Efficacy and Tolerability of CDK4/6 Inhibitors in Patients with HR+/HER2− Metastatic Breast Cancer: Real-World Data

Abstract

Introduction: Cyclin-dependent kinase 4 and 6 (CDK4/6) inhibitors, in combination with hormone therapy, are currently the standard treatment for hormone receptor–positive, HER2-negative (HR+/HER2−) metastatic breast cancer. Although their efficacy has been demonstrated in randomized clinical trials, real-world data remain limited, particularly in populations underrepresented in pivotal studies. The objective of this study was to evaluate, in a real-world setting, the efficacy and Tolerability of CDK4/6 inhibitors in patients with HR+/HER2− metastatic breast cancer. Methods: This was a retrospective study of patients admitted to the medical oncology department at CHU HASSAN II Hospital in Fès, who received CDK4/6 inhibitors for HR+/HER2− metastatic breast cancer over a six- Year period, from 2018 to 2023, regardless of the date of their first consultation.

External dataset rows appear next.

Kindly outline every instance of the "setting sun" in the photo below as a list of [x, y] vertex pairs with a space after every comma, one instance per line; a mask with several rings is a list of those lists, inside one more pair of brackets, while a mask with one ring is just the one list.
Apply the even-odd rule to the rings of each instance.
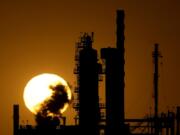
[[[44, 73], [33, 77], [25, 86], [24, 89], [24, 102], [26, 107], [34, 114], [37, 114], [43, 107], [47, 108], [47, 103], [54, 100], [53, 94], [57, 93], [57, 86], [63, 86], [67, 101], [71, 101], [72, 93], [67, 82], [60, 76], [55, 74]], [[59, 94], [62, 92], [60, 91]], [[61, 94], [62, 95], [62, 94]], [[62, 96], [59, 96], [60, 98]], [[59, 108], [59, 113], [63, 113], [67, 107], [68, 102], [63, 102], [63, 106]], [[48, 110], [49, 115], [53, 112]]]

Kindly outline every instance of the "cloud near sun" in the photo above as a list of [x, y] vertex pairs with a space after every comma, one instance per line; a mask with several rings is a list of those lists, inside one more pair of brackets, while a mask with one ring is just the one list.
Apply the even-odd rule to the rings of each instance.
[[40, 74], [32, 78], [24, 89], [24, 101], [35, 115], [60, 116], [72, 100], [67, 82], [55, 74]]

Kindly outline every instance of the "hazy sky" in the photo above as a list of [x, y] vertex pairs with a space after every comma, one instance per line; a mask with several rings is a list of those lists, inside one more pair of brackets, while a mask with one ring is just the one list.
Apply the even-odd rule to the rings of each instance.
[[[95, 32], [94, 48], [114, 47], [116, 10], [125, 10], [126, 117], [143, 117], [153, 106], [154, 43], [160, 44], [159, 105], [180, 105], [179, 0], [0, 1], [0, 134], [12, 134], [12, 106], [20, 122], [33, 122], [23, 89], [33, 76], [57, 73], [75, 86], [74, 51], [80, 32]], [[103, 93], [101, 88], [100, 93]], [[71, 121], [73, 109], [66, 113]]]

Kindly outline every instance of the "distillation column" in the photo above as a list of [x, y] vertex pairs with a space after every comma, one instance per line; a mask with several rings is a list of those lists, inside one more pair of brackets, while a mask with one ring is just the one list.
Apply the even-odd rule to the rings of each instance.
[[79, 52], [79, 126], [84, 135], [99, 135], [99, 64], [97, 51], [92, 48], [92, 37], [85, 34]]
[[106, 135], [125, 135], [124, 11], [117, 11], [117, 48], [101, 49], [106, 75]]

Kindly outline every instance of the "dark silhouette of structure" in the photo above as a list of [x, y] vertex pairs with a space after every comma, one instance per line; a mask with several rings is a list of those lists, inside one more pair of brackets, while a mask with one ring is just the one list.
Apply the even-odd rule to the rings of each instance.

Results: Thirty-two patients were included in our study, of whom 54% were postmenopausal at diagnosis. The mean age was 52.42 years (range: 32–93), 19% had a family history of cancer, and 81% had an ECOG Performance status of 1. The most frequent metastatic site was bone, observed in 75% of patients— solitary in 6% and associated with other sites in 69%. Prior treatments had been administered to 56% of patients, including radical mastectomy (68%), adjuvant chemotherapy (28%), radiotherapy (62%), or adjuvant hormone therapy (100%). The hormone therapy administered was based on palbociclib and letrozole. CDK4/6 inhibitors were used as first-line therapy in 79% of patients and after prior Treatment in 21%. The mean follow-up duration was 38.4 months, with a mean progression-free Survival of 20.88 months. Neutropenia was the most frequently observed adverse event, followed by fatigue, anemia, rash, and thrombocytopenia. Neutropenia and thrombocytopenia were the most Severe side effects.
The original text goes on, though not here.